Raghib (Powell Gilbert): It may be that the notification obligations placed upon generic‑drug/biosimilar manufacturers may discourage EU-based manufacturing from making use of the SMW opportunities as much of the information required to be disclosed to SPC-holders/national IP offices is considered to be sensitive and/or commercially confidential (for example, the name and address of manufacturers) and could also provide an indication regarding generic drug/biosimilar launch plans. However, Medicines for Europe-which represents the generic drug/biosimilar industry-while opposed to the notification requirements in the legislation, remains optimistic and considers that the SMW will ‘create manufacturing opportunity and jobs and to increase Europe’s capacity to manufacture and supply its own medicines’ (2). 

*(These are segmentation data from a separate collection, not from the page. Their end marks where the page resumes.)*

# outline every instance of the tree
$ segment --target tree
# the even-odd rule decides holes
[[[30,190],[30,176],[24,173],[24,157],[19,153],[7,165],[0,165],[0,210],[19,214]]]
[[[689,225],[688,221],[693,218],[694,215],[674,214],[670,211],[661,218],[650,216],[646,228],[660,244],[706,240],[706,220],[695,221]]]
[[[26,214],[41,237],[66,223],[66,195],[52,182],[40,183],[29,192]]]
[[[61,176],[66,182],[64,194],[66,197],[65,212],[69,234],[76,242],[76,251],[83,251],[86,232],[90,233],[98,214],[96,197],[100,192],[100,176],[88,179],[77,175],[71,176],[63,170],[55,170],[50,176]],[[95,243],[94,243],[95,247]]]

Nevertheless, the envisaged stimulus to the EU manufacturing industry may be hampered by the prospect of generic‑drug/biosimilar manufacturers becoming embroiled in litigation with SPC-holders. There is unlikely to be any immediate impact on EU-based manufacturing from the perspective of originator companies, unless it transpires that the SMW has a negative impact on the research and development of new medicines in the long run as feared by EFPIA. 

Brexit

PTE: Will the UK’s exit from the EU have any effect on the implementation of the SMW?

Raghib (Powell Gilbert): In preparation for a ‘no-deal’ exit, the UK has enacted legislation that will enable EU law relating to SPCs to be retained in UK law at the point of leaving the EU. The regulation underlying the SMW will, therefore, automatically become part of UK law. In addition, the UK IP Office has recently opened a consultation regarding proposed draft legislation amending certain parts of the regulation to ensure that the SMW operates correctly, for example, references to the ‘Union’ instead refer to the ‘United Kingdom’ (3). 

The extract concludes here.